10枚目の写真は敗走したドイツ軍が残していった墓標が並んでいる写真で、最初に見たときは考えもなかったが、木板の簡易なものとはいえこういうきちんとした仕上がりの墓標がそろっているということは当たり前の話だがドイツ軍にはそういう準備が出来ていたということなのだと思い至った。
日本軍はともかく、イタリア軍、また連合国軍はその辺どうだったんだろうかとも思った。


墓標は黒い鉄十字の中心にハーケンクロイツがあって、鉄十字の下にある正方形の枠の中に戦死者の名前などが記されていると見える。

写真をさらによく見ると、壊れたらしい墓標、壊れかかっている墓標も写っていて、その壊れ具合から、縦長の墓標本体の窪みに十字の横部分をはめ込むと鉄十字の形が組み上がるように板が加工されてあるのだということに気づく。
確かに、十字の形のままで輸送するよりこうして組立式にした方が無駄なくコンパクトに箱に収まるわけだ。なるほどと思った。

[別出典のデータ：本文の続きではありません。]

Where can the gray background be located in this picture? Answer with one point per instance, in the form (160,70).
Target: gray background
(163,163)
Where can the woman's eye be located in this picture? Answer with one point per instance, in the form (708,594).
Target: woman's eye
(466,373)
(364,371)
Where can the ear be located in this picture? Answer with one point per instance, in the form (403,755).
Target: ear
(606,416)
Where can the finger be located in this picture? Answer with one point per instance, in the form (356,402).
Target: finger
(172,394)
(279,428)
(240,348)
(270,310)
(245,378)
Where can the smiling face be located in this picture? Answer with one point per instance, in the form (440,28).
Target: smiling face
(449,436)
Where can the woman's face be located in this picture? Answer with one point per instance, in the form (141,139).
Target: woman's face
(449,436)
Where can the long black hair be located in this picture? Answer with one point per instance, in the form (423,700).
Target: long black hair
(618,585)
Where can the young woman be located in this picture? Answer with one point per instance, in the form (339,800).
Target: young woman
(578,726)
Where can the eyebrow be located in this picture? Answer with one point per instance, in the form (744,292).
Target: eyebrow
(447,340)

しかしさらに考えてみれば単に2枚の板を縦横で重ねて釘を打つだけでも墓標として用は済むわけで、そこを鉄十字がきれいな平面になるようにさらに一手間かけるというのは、もう実用を超えていてむしろ美的なこだわりに近い。なんだか感心さえしてしまった。
 
こういう物が戦地で要ると考え、これを設計し、工業的に加工した一連の流れとそれに携わった人たちが存在したということで、実に些事と言えば些事であるが、これは今まで考えたこともなかった第二次世界大戦のディテールだった。